71. A structurally-stabilized peptide that binds HDM2 and HDMX, wherein the structurally-stabilized peptide comprises the amino acid sequence set forth in any one of SEQ ID NOs: 2-4, 6, 9, 11, 12, 14-20, 22, 25, 26, 28, 30, 31-33, 35, 36, 39, 41, 47, 60, 63, 65, 66, 77, 79, and 81 or a variant thereof, optionally wherein the variant of the amino acid sequence set forth in any one of SEQ ID NOs: 2-4, 6, 9, 11, 12, 14-20, 22, 25, 26, 28, 30, 31-33, 35, 36, 39, 41, 47, 60, 63, 65, 66, 77, 79, and 81 comprises an amino acid sequence having 1 to 10 amino acid substitutions relative to the amino acid sequence set forth in any one of SEQ ID NOs: 2-4, 6, 9, 11, 12, 14-20, 22, 25, 26, 28, 30, 31-33, 35, 36, 39, 41, 47, 60, 63, 65, 66, 77, 79, and 81, respectively.

72. A pharmaceutical composition comprising: (i) the structurally-stabilized peptide of claim 70 or 71; and (ii) a pharmaceutically acceptable carrier.

73. A method of making a structurally-stabilized peptide, the method comprising:

(a) providing a peptide having the sequence set forth in any one of SEQ ID NOs: 2-4, 6, 9, 11, 12, 14-20, 22, 25, 26, 28, 30, 31-33, 35, 36, 39, 41, 47, 60, 63, 65, 66, 77, 79, and 81, or a variant thereof, and (b) cross-linking the peptide, optionally wherein the variant of the amino acid sequence set forth in any one of SEQ ID NOs: 2-4, 6, 9, 11, 12, 14-20, 22, 25, 26, 28, 30, 31-33, 35, 36, 39, 41, 47, 60, 63, 65, 66, 77, 79, and 81 comprises an amino acid sequence having 1 to 10 amino acid substitutions relative to the amino acid sequence set forth in any one of SEQ ID NOs: 2-4, 6, 9, 11, 12, 14-20, 22, 25, 26, 28, 30, 31-33, 35, 36, 39, 41, 47, 60, 63, 65, 66, 77, 79, and 81, respectively.

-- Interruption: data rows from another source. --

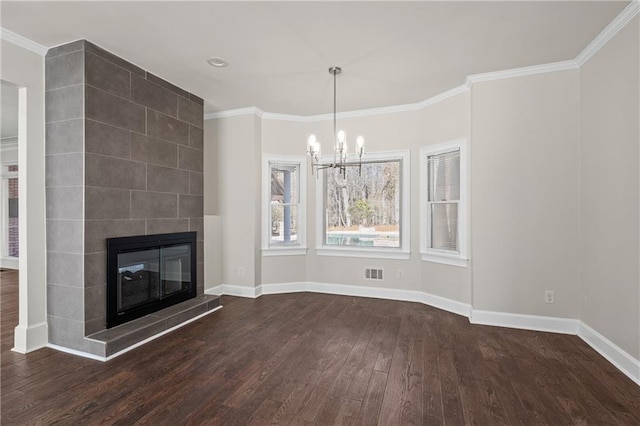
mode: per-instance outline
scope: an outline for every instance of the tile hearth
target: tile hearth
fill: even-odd
[[[125,324],[87,336],[104,348],[104,357],[222,307],[220,296],[203,294]]]

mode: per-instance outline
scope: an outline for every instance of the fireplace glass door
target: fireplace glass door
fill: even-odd
[[[192,232],[108,239],[107,327],[195,297],[195,249]]]

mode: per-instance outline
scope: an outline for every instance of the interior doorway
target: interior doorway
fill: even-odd
[[[18,170],[19,88],[0,80],[0,268],[18,269],[20,214]]]
[[[4,352],[13,345],[14,330],[19,323],[20,88],[0,80],[0,103],[0,293]]]

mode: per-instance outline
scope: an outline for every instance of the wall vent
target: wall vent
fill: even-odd
[[[367,268],[364,270],[364,279],[365,280],[381,280],[382,279],[382,269],[373,269]]]

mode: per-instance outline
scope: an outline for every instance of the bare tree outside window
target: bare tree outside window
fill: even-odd
[[[346,178],[326,169],[325,244],[400,247],[401,161],[362,164]]]

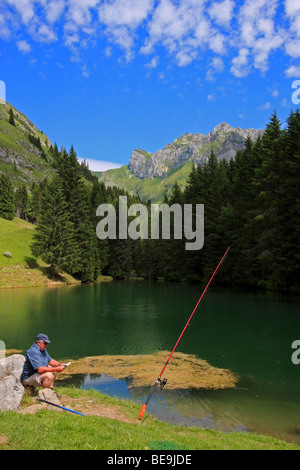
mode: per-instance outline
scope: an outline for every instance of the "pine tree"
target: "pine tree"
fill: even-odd
[[[15,194],[16,212],[20,219],[28,218],[28,192],[25,184],[21,184]]]
[[[84,282],[91,281],[96,276],[97,237],[90,217],[89,193],[82,181],[73,146],[69,154],[65,150],[62,152],[58,174],[74,228],[76,271],[71,274],[77,275]]]
[[[72,273],[76,269],[74,228],[57,177],[44,188],[31,250],[34,256],[50,264],[53,272]]]

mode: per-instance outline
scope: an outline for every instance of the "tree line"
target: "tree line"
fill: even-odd
[[[262,288],[300,293],[300,112],[292,111],[284,129],[274,112],[263,135],[250,137],[235,159],[218,160],[213,150],[207,162],[193,166],[186,187],[175,183],[164,203],[204,204],[204,247],[187,251],[186,240],[162,238],[100,240],[96,209],[119,196],[128,206],[140,202],[116,187],[106,188],[80,165],[76,152],[51,147],[56,174],[13,193],[9,178],[0,177],[0,217],[17,215],[36,224],[32,252],[83,282],[99,274],[117,279],[141,276],[169,281],[205,282],[228,246],[226,263],[218,274],[224,286]],[[83,179],[84,176],[84,179]],[[88,181],[88,183],[87,183]],[[151,203],[148,201],[149,219]],[[194,211],[195,212],[195,211]],[[193,214],[195,223],[195,213]]]

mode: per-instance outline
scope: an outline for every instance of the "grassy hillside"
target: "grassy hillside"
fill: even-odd
[[[9,123],[13,109],[15,126]],[[29,141],[29,134],[40,139],[41,149]],[[54,172],[49,153],[51,142],[24,114],[10,104],[0,105],[0,171],[17,187],[38,183]]]
[[[27,399],[21,412],[0,413],[0,450],[172,450],[180,453],[180,450],[300,449],[297,444],[254,433],[222,433],[174,426],[147,413],[140,422],[140,406],[129,400],[110,398],[93,390],[61,387],[58,392],[64,407],[86,416],[57,412],[57,408],[50,405],[49,409],[41,409],[36,399]]]
[[[22,219],[0,219],[0,288],[66,285],[77,283],[70,275],[53,276],[45,263],[32,256],[35,226]],[[4,256],[10,252],[12,258]]]
[[[103,172],[99,181],[107,186],[118,186],[129,193],[138,194],[143,201],[161,202],[165,194],[170,194],[173,185],[177,183],[183,189],[190,174],[192,163],[169,171],[167,178],[141,179],[128,169],[127,165],[114,170]]]

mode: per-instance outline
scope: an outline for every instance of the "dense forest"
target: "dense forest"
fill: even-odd
[[[97,207],[113,204],[118,219],[119,196],[126,193],[99,183],[73,147],[54,146],[51,153],[56,176],[29,193],[22,185],[14,192],[1,175],[0,217],[35,223],[33,255],[54,271],[83,282],[99,274],[204,282],[230,246],[219,284],[300,293],[300,111],[290,113],[284,129],[274,112],[264,134],[256,142],[248,138],[229,162],[211,151],[205,165],[192,168],[184,191],[175,184],[165,196],[169,205],[204,204],[204,247],[198,251],[187,251],[186,240],[174,236],[100,240]],[[140,202],[127,199],[128,206]]]

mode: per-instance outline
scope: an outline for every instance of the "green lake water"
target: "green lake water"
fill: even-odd
[[[56,359],[171,350],[202,289],[130,281],[1,290],[0,340],[25,351],[37,333],[46,333]],[[255,431],[300,443],[300,364],[291,360],[291,345],[300,340],[299,305],[299,299],[211,286],[177,350],[236,372],[237,388],[177,391],[167,385],[147,412],[175,424]],[[71,383],[139,404],[149,393],[147,387],[129,389],[113,374],[74,376]]]

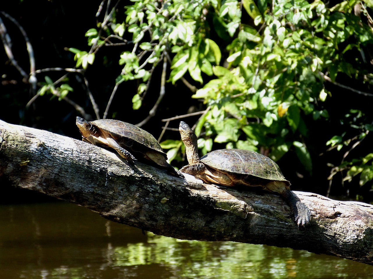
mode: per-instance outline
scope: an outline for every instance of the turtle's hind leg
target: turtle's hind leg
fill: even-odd
[[[294,213],[294,219],[298,227],[304,226],[311,219],[311,211],[307,206],[301,202],[293,192],[286,189],[281,193]]]
[[[282,181],[271,181],[267,184],[264,188],[273,192],[278,193],[290,207],[294,214],[294,219],[298,225],[304,226],[311,219],[311,211],[307,206],[301,202],[297,196],[290,190],[289,186]]]

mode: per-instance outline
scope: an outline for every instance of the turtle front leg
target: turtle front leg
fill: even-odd
[[[204,173],[206,167],[203,164],[196,164],[194,165],[187,165],[180,169],[180,171],[184,173],[188,173],[195,176],[202,174]]]
[[[133,163],[134,161],[137,160],[131,153],[120,146],[112,138],[107,138],[106,141],[110,147],[115,149],[121,156],[127,161]]]

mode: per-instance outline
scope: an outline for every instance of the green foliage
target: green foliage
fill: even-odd
[[[318,124],[336,121],[327,103],[336,103],[338,92],[326,85],[356,94],[345,81],[367,88],[373,84],[371,61],[362,55],[373,43],[373,28],[366,20],[371,18],[370,1],[334,6],[321,0],[134,0],[124,7],[118,3],[85,33],[90,49],[68,49],[76,67],[84,72],[100,63],[101,49],[124,46],[113,62],[121,68],[115,82],[136,81],[128,98],[134,110],[145,103],[152,75],[162,64],[163,83],[185,79],[198,86],[192,97],[208,108],[196,125],[202,154],[222,145],[277,161],[290,152],[312,174],[316,155],[310,134],[319,133]],[[63,99],[72,91],[67,81],[55,84],[47,78],[40,95],[53,92]],[[185,96],[175,98],[187,101]],[[372,180],[372,151],[355,155],[349,151],[367,137],[372,122],[363,121],[360,111],[343,114],[336,121],[344,126],[339,129],[333,124],[334,136],[318,140],[341,158],[335,170],[344,172],[344,181],[360,176],[362,185]],[[162,144],[170,161],[181,159],[179,139]]]

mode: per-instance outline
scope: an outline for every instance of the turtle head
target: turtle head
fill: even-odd
[[[179,125],[181,140],[185,146],[185,153],[189,165],[194,165],[200,161],[198,155],[197,136],[193,130],[184,121],[180,121]]]
[[[76,116],[76,121],[75,123],[84,138],[87,138],[90,135],[94,134],[95,131],[94,126],[91,123],[81,117]]]

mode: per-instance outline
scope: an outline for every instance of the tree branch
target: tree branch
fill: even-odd
[[[1,121],[0,145],[0,187],[9,180],[158,234],[290,247],[373,265],[370,205],[296,192],[313,214],[298,229],[285,202],[268,193],[186,175],[187,182],[80,140]]]

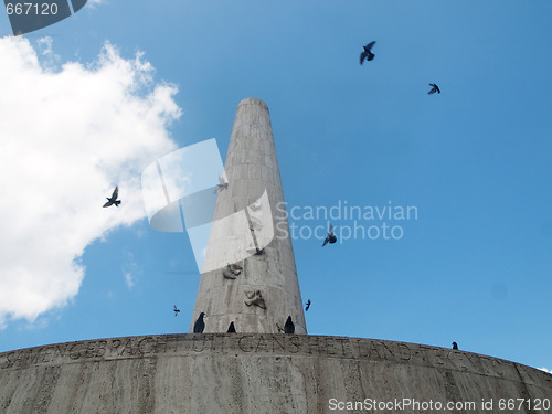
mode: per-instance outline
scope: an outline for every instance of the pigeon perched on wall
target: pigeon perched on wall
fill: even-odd
[[[204,315],[204,312],[201,312],[195,323],[193,323],[193,333],[203,333],[203,329],[205,329],[205,321],[203,320]]]
[[[222,190],[226,190],[229,188],[229,182],[224,179],[224,177],[219,176],[219,184],[216,184],[215,193],[221,192]]]
[[[119,188],[116,187],[115,190],[113,190],[112,198],[106,197],[107,202],[104,204],[104,206],[109,206],[115,204],[115,206],[119,206],[120,200],[117,200],[117,197],[119,197]]]
[[[330,231],[328,232],[328,235],[326,236],[326,240],[323,241],[322,247],[326,246],[328,242],[330,244],[336,243],[338,237],[333,234],[333,226],[330,224]]]
[[[286,325],[284,325],[284,333],[295,333],[295,325],[290,316],[287,317]]]
[[[236,331],[236,327],[234,326],[234,322],[230,322],[230,327],[229,327],[229,330],[226,332],[235,332]]]
[[[427,93],[427,95],[432,95],[432,94],[435,94],[435,93],[440,94],[440,89],[439,89],[439,87],[437,86],[437,84],[429,84],[429,86],[432,86],[432,91],[429,91],[429,92]]]
[[[370,42],[369,44],[367,44],[365,46],[362,46],[364,47],[364,52],[362,52],[360,54],[360,64],[362,64],[364,62],[364,59],[367,61],[371,61],[372,59],[374,59],[374,54],[371,52],[372,50],[372,46],[375,44],[375,41],[374,42]]]

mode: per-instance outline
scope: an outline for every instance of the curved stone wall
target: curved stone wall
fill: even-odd
[[[543,371],[372,339],[189,333],[0,353],[0,413],[552,413],[550,400]]]

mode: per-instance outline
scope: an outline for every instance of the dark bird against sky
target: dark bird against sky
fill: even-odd
[[[330,242],[330,244],[336,243],[337,240],[338,240],[338,237],[333,234],[333,226],[330,224],[330,231],[328,232],[328,235],[326,236],[326,240],[323,241],[322,247],[326,246],[326,244],[328,242]]]
[[[205,321],[203,320],[204,315],[205,312],[201,312],[195,323],[193,323],[193,333],[203,333],[203,329],[205,329]]]
[[[104,204],[104,206],[109,206],[115,204],[115,206],[119,206],[120,200],[117,200],[117,197],[119,197],[119,188],[116,187],[115,190],[113,190],[112,198],[106,197],[107,202]]]
[[[432,86],[432,91],[429,91],[429,92],[427,93],[427,95],[432,95],[432,94],[435,94],[435,93],[440,94],[440,89],[439,89],[439,87],[437,86],[437,84],[429,84],[429,86]]]
[[[285,333],[295,333],[295,325],[291,321],[290,316],[287,317],[286,325],[284,325],[284,332]]]
[[[375,44],[375,41],[374,42],[370,42],[369,44],[367,44],[365,46],[362,46],[364,47],[364,52],[362,52],[360,54],[360,64],[362,64],[364,62],[364,59],[367,61],[371,61],[372,59],[374,59],[374,54],[371,52],[372,50],[372,46]]]

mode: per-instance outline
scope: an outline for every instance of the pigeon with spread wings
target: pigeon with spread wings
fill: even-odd
[[[432,86],[432,89],[427,93],[427,95],[432,95],[432,94],[440,94],[440,89],[439,87],[437,86],[437,84],[429,84],[429,86]]]
[[[119,197],[119,188],[116,187],[115,190],[113,190],[112,197],[110,198],[106,197],[107,202],[104,204],[104,206],[109,206],[113,204],[115,204],[115,206],[119,206],[120,200],[117,200],[118,197]]]
[[[367,60],[367,62],[374,59],[375,55],[372,53],[372,46],[374,44],[375,44],[375,41],[370,42],[365,46],[362,46],[362,47],[364,47],[364,51],[360,54],[360,64],[364,63],[364,59]]]

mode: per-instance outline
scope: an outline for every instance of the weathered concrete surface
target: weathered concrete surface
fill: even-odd
[[[444,413],[551,413],[499,404],[552,399],[552,375],[450,349],[305,335],[109,338],[0,353],[1,413],[438,412],[361,405],[403,399]],[[357,410],[331,410],[347,402]]]
[[[270,116],[263,100],[247,98],[237,106],[224,170],[229,188],[220,192],[216,201],[214,220],[221,221],[221,225],[211,227],[205,263],[226,257],[231,248],[240,251],[243,241],[256,237],[262,243],[268,231],[274,230],[274,238],[267,240],[269,244],[262,254],[251,253],[247,258],[236,261],[242,270],[234,278],[224,277],[223,268],[219,268],[226,263],[202,273],[190,332],[200,312],[205,312],[204,332],[226,332],[233,321],[237,332],[278,333],[291,316],[295,332],[306,333]],[[255,206],[263,194],[268,199]],[[268,209],[268,213],[261,216],[258,226],[250,229],[247,220],[258,214],[259,209]],[[222,221],[240,213],[242,222]],[[255,252],[253,242],[251,247]],[[243,251],[250,248],[244,246]],[[247,294],[254,291],[262,294],[263,306],[246,305]]]

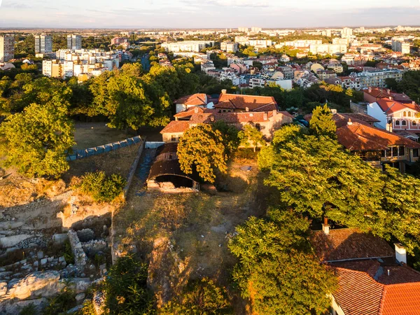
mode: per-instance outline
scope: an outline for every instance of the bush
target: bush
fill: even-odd
[[[153,293],[147,288],[148,265],[132,256],[120,258],[109,270],[104,284],[108,314],[154,314]]]
[[[85,174],[77,187],[96,202],[110,202],[122,192],[125,183],[126,181],[120,175],[113,174],[107,176],[101,171]]]
[[[188,284],[183,294],[167,303],[160,315],[232,314],[226,290],[204,278]]]
[[[43,315],[57,315],[66,314],[66,311],[73,308],[76,304],[76,293],[66,287],[59,294],[50,299],[50,304],[43,311]]]

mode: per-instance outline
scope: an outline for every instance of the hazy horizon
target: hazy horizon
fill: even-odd
[[[0,0],[1,28],[314,28],[419,24],[420,1],[400,0]]]

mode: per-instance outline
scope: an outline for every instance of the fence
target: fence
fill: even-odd
[[[146,142],[146,148],[158,148],[164,144],[164,142]]]
[[[142,142],[143,140],[140,136],[136,136],[133,138],[126,139],[121,141],[113,142],[112,144],[105,144],[94,148],[89,148],[85,150],[75,150],[73,154],[67,155],[67,161],[74,161],[75,160],[83,159],[92,155],[106,153],[108,152],[114,151],[121,148],[132,146],[133,144]]]

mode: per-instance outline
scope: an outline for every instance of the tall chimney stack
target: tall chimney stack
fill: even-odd
[[[399,263],[407,264],[407,251],[400,243],[394,244],[396,246],[396,259]]]
[[[330,234],[330,225],[328,224],[328,218],[326,216],[324,216],[324,223],[322,225],[322,230],[326,235]]]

74. A method of treating cancer in a human subject in need thereof, comprising administering to the subject a therapeutically effective amount of the structurally-stabilized peptide of claim 70 or 71.

75. A pharmaceutical composition comprising (a) means for preferentially binding HDMX over HDM2; and (b) a pharmaceutically acceptable carrier.

76. A pharmaceutical composition comprising (a) means for preferentially binding HDM2 over HDMX; and (b) a pharmaceutically acceptable carrier.

77. A pharmaceutical composition comprising (a) means for selectively binding HDM2 and HDMX; and (b) a pharmaceutically acceptable carrier.